Kevins Blick schweifte in ihre Richtung und blieb einige Momente stumm an ihr hängen. „Vielleicht. Vielleicht hätte es alle Probleme beseitigt, ehe sie überhaupt aufgetaucht sind?“

„Natürlich. Du willst alle Probleme immer lösen, ehe sie überhaupt aufgetaucht sind… Wie konnte ich das vergessen? Ich schätze, dass es wohl einfach deshalb nicht funktioniert.“

„Was?“

„Alles. Oder glaubst du, es macht mir Spaß, dich jeden Tag so zu sehen, in der Hoffnung, am nächsten Tag würde die Welt anders aussehen?“

Darauf wusste er nichts mehr zu sagen und das, obwohl er genau wusste, wie schlecht es ihr die letzten Wochen über gegangen sein musste. Und trotzdem war sie so stark geblieben. Kevin trat ein wenig näher, konnte jedoch nur mitansehen, wie Sethmin sich abwandte. Er fasste nach ihrer Hand, wollte sie zu sich ziehen, aber sie drückte sich von ihm weg und stolperte schnaufend ein paar Schritte zur Seite. Die vorerst letzten, von ihr geflüsterten Worte hörte er kaum, im lautstarken Regen gingen sie unter. „Machs gut.“
 

„Ein blauer Fleck? Hast du dich gestoßen?“

„Nein das… das kommt nicht, weil ich mich gestoßen hab. Das ist von ihm.“

Ihm. Ihrem Vater. In ihm stieg die Wut hoch, geballt, viel zu rasch und unkontrolliert. Er biss die Zähne aufeinander und blinzelte. Es fiel ihm sichtlich schwer, niemanden zu verurteilen, obwohl ihm klar war, wie wenig er eigentlich von der Situation wusste. Mit einer knappen Bewegung wandte er sich von ihr ab und entfernte sich einige Schritte von ihr – eine eher unbewusste Reaktion auf dieses unerwartete Geständnis. Er neigte den Kopf zur Seite, stützte sich an der nebenstehenden Wand. Sie hatte unterdes geschwiegen, ehe sie jedoch zittrig fortfuhr. „Ich wollte nur ehrlich sein. Bislang weiß niemand davon, aber vielleicht hätte ich besser nicht…“

„Natürlich.
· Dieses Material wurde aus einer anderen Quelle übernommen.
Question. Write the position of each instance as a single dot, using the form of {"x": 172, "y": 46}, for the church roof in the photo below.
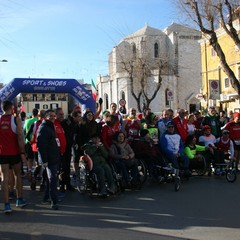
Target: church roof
{"x": 146, "y": 30}
{"x": 174, "y": 27}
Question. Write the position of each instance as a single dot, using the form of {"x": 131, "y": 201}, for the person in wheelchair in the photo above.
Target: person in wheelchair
{"x": 193, "y": 150}
{"x": 123, "y": 157}
{"x": 225, "y": 144}
{"x": 172, "y": 146}
{"x": 148, "y": 151}
{"x": 98, "y": 153}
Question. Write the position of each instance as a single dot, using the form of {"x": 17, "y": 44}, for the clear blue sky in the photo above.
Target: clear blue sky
{"x": 71, "y": 38}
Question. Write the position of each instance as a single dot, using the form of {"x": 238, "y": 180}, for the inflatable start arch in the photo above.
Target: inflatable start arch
{"x": 41, "y": 85}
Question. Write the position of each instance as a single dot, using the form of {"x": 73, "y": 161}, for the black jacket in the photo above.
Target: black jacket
{"x": 48, "y": 149}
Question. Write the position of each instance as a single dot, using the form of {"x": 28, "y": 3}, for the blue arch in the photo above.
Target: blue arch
{"x": 47, "y": 85}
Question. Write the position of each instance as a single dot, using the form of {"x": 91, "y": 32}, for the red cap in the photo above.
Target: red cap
{"x": 77, "y": 108}
{"x": 139, "y": 115}
{"x": 236, "y": 114}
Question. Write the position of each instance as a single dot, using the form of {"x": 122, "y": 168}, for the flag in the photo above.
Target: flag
{"x": 94, "y": 91}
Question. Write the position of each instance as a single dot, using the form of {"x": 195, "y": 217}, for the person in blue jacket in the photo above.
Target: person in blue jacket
{"x": 172, "y": 146}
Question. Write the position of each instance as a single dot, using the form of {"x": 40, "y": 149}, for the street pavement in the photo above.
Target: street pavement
{"x": 205, "y": 208}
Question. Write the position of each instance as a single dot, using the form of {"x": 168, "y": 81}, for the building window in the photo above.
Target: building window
{"x": 123, "y": 95}
{"x": 226, "y": 83}
{"x": 156, "y": 54}
{"x": 45, "y": 106}
{"x": 53, "y": 106}
{"x": 134, "y": 49}
{"x": 106, "y": 100}
{"x": 213, "y": 53}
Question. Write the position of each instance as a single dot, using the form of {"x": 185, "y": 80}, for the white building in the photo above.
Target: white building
{"x": 176, "y": 48}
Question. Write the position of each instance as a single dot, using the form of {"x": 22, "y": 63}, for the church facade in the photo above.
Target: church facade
{"x": 159, "y": 68}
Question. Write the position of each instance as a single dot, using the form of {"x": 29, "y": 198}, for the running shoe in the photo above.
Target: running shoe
{"x": 7, "y": 208}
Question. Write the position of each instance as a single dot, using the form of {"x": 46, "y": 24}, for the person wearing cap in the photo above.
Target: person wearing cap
{"x": 197, "y": 122}
{"x": 212, "y": 120}
{"x": 234, "y": 133}
{"x": 225, "y": 144}
{"x": 181, "y": 124}
{"x": 131, "y": 125}
{"x": 213, "y": 155}
{"x": 167, "y": 115}
{"x": 149, "y": 152}
{"x": 223, "y": 118}
{"x": 151, "y": 126}
{"x": 172, "y": 146}
{"x": 123, "y": 157}
{"x": 192, "y": 150}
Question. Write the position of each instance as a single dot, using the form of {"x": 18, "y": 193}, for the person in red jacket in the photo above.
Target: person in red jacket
{"x": 12, "y": 153}
{"x": 64, "y": 176}
{"x": 32, "y": 139}
{"x": 108, "y": 131}
{"x": 181, "y": 124}
{"x": 234, "y": 133}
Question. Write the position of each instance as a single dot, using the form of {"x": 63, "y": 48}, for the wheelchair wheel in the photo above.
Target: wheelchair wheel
{"x": 177, "y": 184}
{"x": 201, "y": 171}
{"x": 142, "y": 170}
{"x": 231, "y": 175}
{"x": 82, "y": 185}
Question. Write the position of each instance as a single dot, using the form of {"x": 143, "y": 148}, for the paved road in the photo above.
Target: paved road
{"x": 204, "y": 208}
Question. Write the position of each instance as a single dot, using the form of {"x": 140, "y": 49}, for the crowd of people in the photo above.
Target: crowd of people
{"x": 51, "y": 145}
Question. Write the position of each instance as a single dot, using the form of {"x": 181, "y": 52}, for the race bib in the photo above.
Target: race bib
{"x": 58, "y": 142}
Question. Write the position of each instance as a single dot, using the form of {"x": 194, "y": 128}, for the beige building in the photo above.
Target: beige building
{"x": 177, "y": 48}
{"x": 44, "y": 101}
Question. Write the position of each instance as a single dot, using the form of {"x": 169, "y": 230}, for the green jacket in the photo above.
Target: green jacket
{"x": 98, "y": 154}
{"x": 191, "y": 152}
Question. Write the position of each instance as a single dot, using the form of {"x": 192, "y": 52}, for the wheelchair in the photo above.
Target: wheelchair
{"x": 169, "y": 174}
{"x": 165, "y": 173}
{"x": 88, "y": 180}
{"x": 226, "y": 169}
{"x": 198, "y": 165}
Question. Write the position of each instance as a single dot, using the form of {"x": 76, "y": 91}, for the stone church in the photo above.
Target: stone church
{"x": 154, "y": 67}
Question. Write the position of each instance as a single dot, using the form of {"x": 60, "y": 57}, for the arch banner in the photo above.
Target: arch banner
{"x": 47, "y": 85}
Und einfach so weitermachen, als wäre nichts passiert, richtig?“

Keine Antwort. Stattdessen war sie einfach weggelaufen und hatte ihn zurückgelassen. Alleine. Ihre Worte gingen ihm immer und immer wieder durch den Kopf, aber selbst nach Minuten war er nicht in der Lage, sie nachvollziehen zu können. Er wusste ja, was all das hieß, wenngleich sie ihm sicherlich noch lange nicht alles erzählt hatte. Aber er konnte nichts tun, gar nichts – und genau diese Hilflosigkeit war wie eine schwere Last, ein Felsbrocken auf seinen Schultern, der ihn zu Boden drückte. Kevin schlug aus, traf die nebenstehende Wand. Seine Hand pochte daraufhin, aber es tat nicht weh.
 

Wieso hatte er sie damals einfach gehen lassen? Sein Blick huschte hinauf zu den Baumkronen, doch es war zu dunkel um wirklich viel zu erkennen.